You're not gonna make me sound like a crackpot, are you? You gotta tone all this down. This is a lot. [Laughs]
In a way your book reminded me of The Prophet by Kahlil Gibran. It's sort of an archive of different philosophies. One that stood out to me, which you just mentioned above, is the constant battle of feeling vs. thinking. Are those mutually exclusive states of being or can you find a healthy balance between the two?
I think that's what we're all looking for. You just can't let the tail wag the dog. You can't let your thoughts be so habitual that you lose sight of the world of feeling. In a perfect world we'd probably use our brains and our thinking mind 5 percent of the time, just to arrange appointments, be on time and so on. But I suspect we'd be happier if we were more engaged in the world of feeling.
Do you watch Breaking Bad? Can you relate to the main character, Walter White, who also had cancer and was scared for his family and what he'd leave behind? In other words, did your cancer inspire you to write this book in any way?
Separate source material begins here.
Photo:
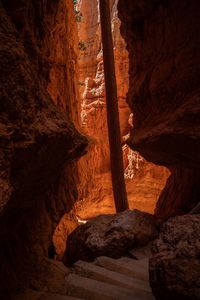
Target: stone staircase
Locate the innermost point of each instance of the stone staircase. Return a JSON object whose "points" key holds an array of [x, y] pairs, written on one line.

No, I know I need to watch; I've been hearing about it for years. But I was dealing with cancer about thirteen years ago. It was really the first year or two that it was a major part of my life, day in and day out, in terms of managing the emotional landscape. That's why I weave the story of cancer through the book. I guess what I learned from being sick is to be on fire with gratitude. If you talk to a cancer survivor, they've had their ticket punched. They've looked into that big, deep, dark abyss where there's just no going back. It's humbling. But it comes and goes over the years. When I got sick thirteen years ago, I still had a sense of the possibility of seeing Jackson, my eldest son, graduate from high school. He was entering first grade at that time. And I just remember thinking, "Wow, twelve years down the road -- if only." Having this come to pass, I guess in a way it was a huge motivator because I knew it was now time to totally bear witness to my gratitude. The whole cancer backdrop was strong motivation for me to get it done this year as a tribute to seeing this day come and watching my kid graduate from high school.